Depois de Race e Oleanna, Mamet encena em Phil Spector mais uma versão do seu teatro dialético, em que põe frente a frente duas versõesou opiniões antagónicas sobre o mesmo assunto. Assim, à maneira das suas peças, o filme vive sobretudo do diálogo entre o excêntrico Spector e a sua advogada de defesa Linda Kenney Baden (interpretada pela também extraordinária Helen Mirren, que passa o filme a chocar uma pneumonia), que à partida não acreditava na sua inocência. De resto, as provas circunstanciais abundavam: Phil Spector tinha por hábito brandir armas de fogo sem grande critério (no estúdio, em casa, por todo o lado); outras mulheres vieram a público revelar que haviam sido ameaçadas com pistolas por Spector; o seu motorista depôs que lhe havia confessado o crime; o produtor vivia recolhido na sua mansão em Alhambra (“o castelo do monstro”, que Linda penetra antes do primeiro encontro com o dito, a lembrar os terrores dos contos infantis) e raramente aparecia (um crime nesta época de intenso mediatismo); e, pior do que tudo, era um freak, um homem estranho e feio com “cara de culpado”, que usava extravagantes perucas para esconder a careca. A par de Linda, depois de conhecer o homem – a pessoa e não a personagem –, o espectador começa a questionar as suas certezas.

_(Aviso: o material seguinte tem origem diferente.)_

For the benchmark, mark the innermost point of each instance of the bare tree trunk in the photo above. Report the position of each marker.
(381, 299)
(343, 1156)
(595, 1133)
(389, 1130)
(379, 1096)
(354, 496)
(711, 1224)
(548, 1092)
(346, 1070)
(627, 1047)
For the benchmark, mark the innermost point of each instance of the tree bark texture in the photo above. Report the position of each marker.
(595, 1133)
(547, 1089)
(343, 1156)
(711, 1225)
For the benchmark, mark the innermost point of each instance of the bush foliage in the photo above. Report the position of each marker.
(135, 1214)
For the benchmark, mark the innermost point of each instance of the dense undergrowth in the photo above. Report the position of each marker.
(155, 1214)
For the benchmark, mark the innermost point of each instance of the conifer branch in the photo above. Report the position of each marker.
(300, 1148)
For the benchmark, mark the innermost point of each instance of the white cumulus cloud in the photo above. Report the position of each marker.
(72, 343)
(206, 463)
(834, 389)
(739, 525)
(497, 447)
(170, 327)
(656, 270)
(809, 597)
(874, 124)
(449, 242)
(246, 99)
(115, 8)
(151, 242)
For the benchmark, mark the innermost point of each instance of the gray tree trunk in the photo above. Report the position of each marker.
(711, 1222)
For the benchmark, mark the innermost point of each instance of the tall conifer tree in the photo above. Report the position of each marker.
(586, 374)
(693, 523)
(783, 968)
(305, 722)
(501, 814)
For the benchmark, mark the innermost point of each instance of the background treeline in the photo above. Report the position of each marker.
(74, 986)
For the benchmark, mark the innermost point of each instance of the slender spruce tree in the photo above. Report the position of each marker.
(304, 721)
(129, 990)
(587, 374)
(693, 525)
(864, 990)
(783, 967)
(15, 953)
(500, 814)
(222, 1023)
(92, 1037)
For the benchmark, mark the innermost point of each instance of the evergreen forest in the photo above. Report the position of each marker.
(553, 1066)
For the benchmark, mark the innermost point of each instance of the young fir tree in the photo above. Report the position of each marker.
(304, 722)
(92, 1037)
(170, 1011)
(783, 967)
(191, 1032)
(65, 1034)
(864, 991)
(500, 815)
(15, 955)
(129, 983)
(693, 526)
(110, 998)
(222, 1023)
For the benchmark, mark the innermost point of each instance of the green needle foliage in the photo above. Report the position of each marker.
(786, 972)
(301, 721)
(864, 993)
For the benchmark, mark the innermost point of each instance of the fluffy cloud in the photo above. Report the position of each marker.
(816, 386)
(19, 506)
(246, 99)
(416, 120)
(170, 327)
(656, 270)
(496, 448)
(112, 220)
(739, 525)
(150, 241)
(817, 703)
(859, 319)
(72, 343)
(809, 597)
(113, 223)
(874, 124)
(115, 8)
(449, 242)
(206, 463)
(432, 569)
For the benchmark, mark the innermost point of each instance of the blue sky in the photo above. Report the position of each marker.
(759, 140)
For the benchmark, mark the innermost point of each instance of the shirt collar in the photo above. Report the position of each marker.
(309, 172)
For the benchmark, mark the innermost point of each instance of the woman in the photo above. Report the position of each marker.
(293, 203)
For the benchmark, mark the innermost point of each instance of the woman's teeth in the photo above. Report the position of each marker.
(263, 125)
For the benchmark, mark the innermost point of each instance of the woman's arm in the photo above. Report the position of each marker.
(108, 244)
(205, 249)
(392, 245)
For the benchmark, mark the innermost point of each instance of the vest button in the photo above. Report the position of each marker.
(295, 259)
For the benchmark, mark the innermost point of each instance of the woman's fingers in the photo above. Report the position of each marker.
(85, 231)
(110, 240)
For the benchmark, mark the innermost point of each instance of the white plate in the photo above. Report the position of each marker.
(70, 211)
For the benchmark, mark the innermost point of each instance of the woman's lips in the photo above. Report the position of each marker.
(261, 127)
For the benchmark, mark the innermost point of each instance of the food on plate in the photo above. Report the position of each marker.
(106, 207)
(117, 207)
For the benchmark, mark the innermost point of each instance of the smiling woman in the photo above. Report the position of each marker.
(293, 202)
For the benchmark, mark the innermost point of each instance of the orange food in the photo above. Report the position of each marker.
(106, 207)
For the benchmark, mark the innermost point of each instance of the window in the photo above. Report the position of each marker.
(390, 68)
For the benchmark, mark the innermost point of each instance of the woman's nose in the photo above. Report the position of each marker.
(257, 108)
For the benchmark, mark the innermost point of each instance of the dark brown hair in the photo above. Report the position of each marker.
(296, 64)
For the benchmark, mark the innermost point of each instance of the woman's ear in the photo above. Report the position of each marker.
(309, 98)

Desta forma, Phil Spector é um novo julgamento do caso Lana Clarkson, que obviamente jamais poderá substituir o verdadeiro, mas tenta sobrepor-se ao popular (representado pela filha de Mamet, Clara, que lhe atira tinta à saída do tribunal) e mediático de que Spector foi alvo. Aliás, Mamet apenas mostra o julgamento propriamente dito numa breve cena, o resto do telefilme passa-se nos bastidores: no quartel-general da defesa, onde trabalha a extensa equipa de advogados liderada por Bruce Cutler (interpretado pelo actor cómico Jeffrey Tambor, conhecido de séries como Arrested Development - De Mal a Pior), que apesar de ter livrado John Gotti da prisão desiste deste processo a meio, e há focus groups a estudarem a aceitação de Spector por parte do público (como antes das estreias dos filmes) e julgamentos de treino para preparar as testemunhas – num (no único?) momento Mamet puro, em que se encena a própria encenação, Phil Spector é chamado a depor perante a sua própria equipa, falhando largamente o teste; e a decrépita mansão do produtor, onde resta o vazio deixado pelas armas (levadas pela polícia) e os vários anos em que Spector viveu lá sozinho.

Apesar de David Mamet fazer a defesa de Spector – no sentido em que “prova” a possibilidade de a morte de Lana Clarkson ter sido suicídio ou até acidente: a tal dúvida razoável –, acaba por não dar uma sentença. Afinal, o que lhe interessa é defender a presunção de inocência para qualquer pessoa, sobretudo para aquelas que parecem mais culpadas. E, se é verdade que a HBO, tanto nas séries como nos telefilmes, vem explorando há muito assuntos “difíceis” – a eutanásia, a SIDA –, cada vez mais de fora das grandes produções cinematográficas (e mesmo das mais pequenas), novas dúvidas se levantam: desde quando a presunção de inocência se tornou num tema “fracturante”, que quase ninguém quer pegar a não ser em ficções rocambolescas?; como é que uma obra como esta, muitíssimo bem escrita por um dos maiores autores contemporâneos e encabeçada por dois dos mais actores da actualidade, não cabe no cinema? A existir a tão propalada Idade de Ouro da televisão norte-americana, encontramo-la sobretudo nesta “coragem” dos canais por cabo.